The frightening last moments of two baby mammoths that died thousands of years ago are now being revealed, thanks to CT scanning.
The 1- and 2-month-old woolly mammoth calves, which were discovered in different portions of Siberia, choked on mud after falling into water more than 40,000 years ago, new research suggests.
The mud was like a "really thick batter that they got clogged in their trachea and they were unable to dislodge by coughing," said study co-author Daniel Fisher, the director of the University of Michigan Museum of Paleontology. "It basically prevented them from taking them another breath." [See Images of the Baby Woolly Mammoths]
Woolly mammoths, close relatives of modern-day elephants, arose about 5.1 million years ago in Africa and went extinct about 10,000 years ago. Though scientists don't know for sure why they disappeared, warming weather and overhunting by humans may have doomed the shaggy beasts. During the last ice age, between 110,000 and 12,000 years ago, however, they roamed throughout Eurasia and North America.
The 1-month-old calf mummy, named Lyuba, was discovered in 2007 by a reindeer herder on the banks of a frozen river on the Yamal Peninsula in Siberia. Lactic acid-producing bacteria had colonized Lyuba's body, essentially "pickling" her and making her unappetizing to would-be scavengers, Fisher said.

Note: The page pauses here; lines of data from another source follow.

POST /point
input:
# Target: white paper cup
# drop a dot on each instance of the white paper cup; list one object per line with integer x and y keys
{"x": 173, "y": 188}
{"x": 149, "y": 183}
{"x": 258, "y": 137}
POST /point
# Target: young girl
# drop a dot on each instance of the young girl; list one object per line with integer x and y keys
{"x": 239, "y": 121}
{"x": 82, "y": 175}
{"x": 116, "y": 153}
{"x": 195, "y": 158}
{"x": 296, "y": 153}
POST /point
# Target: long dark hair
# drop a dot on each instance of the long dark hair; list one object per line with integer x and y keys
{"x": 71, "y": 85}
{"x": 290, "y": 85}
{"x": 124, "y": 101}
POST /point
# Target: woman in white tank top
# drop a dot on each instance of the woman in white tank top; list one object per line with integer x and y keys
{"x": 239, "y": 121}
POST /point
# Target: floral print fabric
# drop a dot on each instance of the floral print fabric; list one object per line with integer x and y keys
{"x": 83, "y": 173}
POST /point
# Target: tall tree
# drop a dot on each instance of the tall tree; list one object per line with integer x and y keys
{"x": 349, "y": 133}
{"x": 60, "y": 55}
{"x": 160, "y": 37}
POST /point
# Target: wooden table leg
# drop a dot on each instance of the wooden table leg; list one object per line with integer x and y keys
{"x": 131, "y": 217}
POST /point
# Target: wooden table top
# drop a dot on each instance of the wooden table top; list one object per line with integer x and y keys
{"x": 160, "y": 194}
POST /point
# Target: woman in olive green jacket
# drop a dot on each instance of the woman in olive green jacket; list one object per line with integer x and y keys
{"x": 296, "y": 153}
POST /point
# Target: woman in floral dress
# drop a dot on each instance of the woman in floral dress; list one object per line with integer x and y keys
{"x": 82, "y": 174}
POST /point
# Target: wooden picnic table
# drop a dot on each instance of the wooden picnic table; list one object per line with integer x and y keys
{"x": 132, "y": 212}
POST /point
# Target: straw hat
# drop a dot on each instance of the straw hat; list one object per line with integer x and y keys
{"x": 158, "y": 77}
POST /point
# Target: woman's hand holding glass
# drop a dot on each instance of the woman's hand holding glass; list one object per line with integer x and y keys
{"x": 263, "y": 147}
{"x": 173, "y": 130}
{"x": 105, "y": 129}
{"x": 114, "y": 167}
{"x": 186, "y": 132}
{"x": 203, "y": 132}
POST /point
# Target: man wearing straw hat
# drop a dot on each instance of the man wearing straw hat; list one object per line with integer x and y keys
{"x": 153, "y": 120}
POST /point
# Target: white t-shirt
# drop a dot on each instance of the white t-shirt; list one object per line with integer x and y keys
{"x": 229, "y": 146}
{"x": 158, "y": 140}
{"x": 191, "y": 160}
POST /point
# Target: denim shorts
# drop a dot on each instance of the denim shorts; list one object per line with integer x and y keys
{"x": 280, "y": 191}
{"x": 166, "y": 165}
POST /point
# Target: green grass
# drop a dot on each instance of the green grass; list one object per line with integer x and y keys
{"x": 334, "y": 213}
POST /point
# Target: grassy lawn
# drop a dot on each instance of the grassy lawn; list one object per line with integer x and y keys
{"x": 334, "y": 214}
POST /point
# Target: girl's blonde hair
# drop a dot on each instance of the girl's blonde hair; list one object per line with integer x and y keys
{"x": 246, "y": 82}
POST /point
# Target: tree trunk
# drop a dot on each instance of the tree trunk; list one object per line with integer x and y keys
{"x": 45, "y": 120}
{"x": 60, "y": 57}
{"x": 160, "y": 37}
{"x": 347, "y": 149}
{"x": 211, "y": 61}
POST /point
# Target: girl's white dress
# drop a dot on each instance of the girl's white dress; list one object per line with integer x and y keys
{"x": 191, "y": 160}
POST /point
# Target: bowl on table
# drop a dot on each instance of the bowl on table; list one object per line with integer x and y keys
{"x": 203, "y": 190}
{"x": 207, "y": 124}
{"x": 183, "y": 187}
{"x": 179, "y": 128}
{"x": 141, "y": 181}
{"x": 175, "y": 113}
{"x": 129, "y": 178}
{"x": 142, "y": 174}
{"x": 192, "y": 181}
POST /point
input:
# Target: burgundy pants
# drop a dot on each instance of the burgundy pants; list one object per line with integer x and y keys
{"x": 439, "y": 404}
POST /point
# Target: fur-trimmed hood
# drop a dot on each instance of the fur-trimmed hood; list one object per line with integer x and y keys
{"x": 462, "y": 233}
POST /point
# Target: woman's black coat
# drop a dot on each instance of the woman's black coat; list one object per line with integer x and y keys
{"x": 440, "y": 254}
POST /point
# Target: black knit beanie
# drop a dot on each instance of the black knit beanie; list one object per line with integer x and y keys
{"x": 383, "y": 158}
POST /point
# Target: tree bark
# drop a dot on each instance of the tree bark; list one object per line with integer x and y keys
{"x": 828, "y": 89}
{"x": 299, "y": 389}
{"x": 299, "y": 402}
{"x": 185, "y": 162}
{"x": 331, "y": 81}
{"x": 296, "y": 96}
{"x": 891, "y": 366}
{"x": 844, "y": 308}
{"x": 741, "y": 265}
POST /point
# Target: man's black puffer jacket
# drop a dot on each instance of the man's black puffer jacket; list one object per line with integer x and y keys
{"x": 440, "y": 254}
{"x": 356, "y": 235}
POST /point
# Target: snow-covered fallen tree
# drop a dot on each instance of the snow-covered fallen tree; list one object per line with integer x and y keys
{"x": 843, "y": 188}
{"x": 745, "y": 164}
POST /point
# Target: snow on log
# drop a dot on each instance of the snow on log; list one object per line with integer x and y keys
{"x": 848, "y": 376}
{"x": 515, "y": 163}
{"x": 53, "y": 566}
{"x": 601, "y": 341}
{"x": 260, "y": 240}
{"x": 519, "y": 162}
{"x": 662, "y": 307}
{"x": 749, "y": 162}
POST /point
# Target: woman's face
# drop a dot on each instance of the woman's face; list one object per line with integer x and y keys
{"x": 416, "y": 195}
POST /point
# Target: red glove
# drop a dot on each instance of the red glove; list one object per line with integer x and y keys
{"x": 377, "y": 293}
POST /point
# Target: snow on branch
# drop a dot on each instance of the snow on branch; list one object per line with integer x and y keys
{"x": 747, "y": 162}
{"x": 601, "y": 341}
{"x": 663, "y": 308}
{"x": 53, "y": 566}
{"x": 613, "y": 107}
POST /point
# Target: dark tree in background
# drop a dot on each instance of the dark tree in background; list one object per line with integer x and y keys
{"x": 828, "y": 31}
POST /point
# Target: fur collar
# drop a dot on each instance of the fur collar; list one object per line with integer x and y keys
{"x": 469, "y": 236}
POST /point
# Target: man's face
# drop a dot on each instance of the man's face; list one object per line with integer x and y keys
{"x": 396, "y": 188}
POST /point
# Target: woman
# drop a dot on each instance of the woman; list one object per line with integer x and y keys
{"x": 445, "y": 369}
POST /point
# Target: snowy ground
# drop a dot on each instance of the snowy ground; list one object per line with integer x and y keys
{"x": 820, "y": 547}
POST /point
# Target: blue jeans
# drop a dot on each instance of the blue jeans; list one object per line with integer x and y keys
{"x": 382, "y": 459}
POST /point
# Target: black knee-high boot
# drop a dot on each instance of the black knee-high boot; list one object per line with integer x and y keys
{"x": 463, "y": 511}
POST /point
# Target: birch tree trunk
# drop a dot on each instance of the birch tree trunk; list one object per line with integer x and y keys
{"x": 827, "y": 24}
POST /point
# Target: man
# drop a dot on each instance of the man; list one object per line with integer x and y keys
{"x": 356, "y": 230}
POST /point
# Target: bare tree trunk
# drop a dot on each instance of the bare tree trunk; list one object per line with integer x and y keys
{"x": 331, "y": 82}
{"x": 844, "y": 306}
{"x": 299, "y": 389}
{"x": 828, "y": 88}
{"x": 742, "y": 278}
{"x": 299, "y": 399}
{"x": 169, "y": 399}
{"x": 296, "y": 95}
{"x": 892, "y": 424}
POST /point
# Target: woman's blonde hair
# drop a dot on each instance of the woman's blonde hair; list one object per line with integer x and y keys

A mammoth-ivory hunter found the second mummy, which researchers named Khroma after the river in Yakutia in which she was found, frozen upright in permafrost. Scavengers — possibly Arctic foxes and ravens — devoured Khroma's heart and lungs, as well as parts of the trunk and skull, between the time she was discovered in 2008 and the time scientists could retrieve her body, Fisher said.
Each of the mummies still had a distinctive neonatal line on their teeth, a dark line that forms during birth, because the stress of delivery temporary halts tooth development. By counting the tooth growth layers after the neonatal line, the team estimated that Lyuba was about 1 month old and Khroma 2 months old at death, Fisher said.
The team got permission to perform computed tomography (CT) scanning, as well as some limited dissection of the body. [Image Gallery: Stunning Mammoths Unearthed]
Lyuba (which means "love" in Russian) was plump and healthy at death.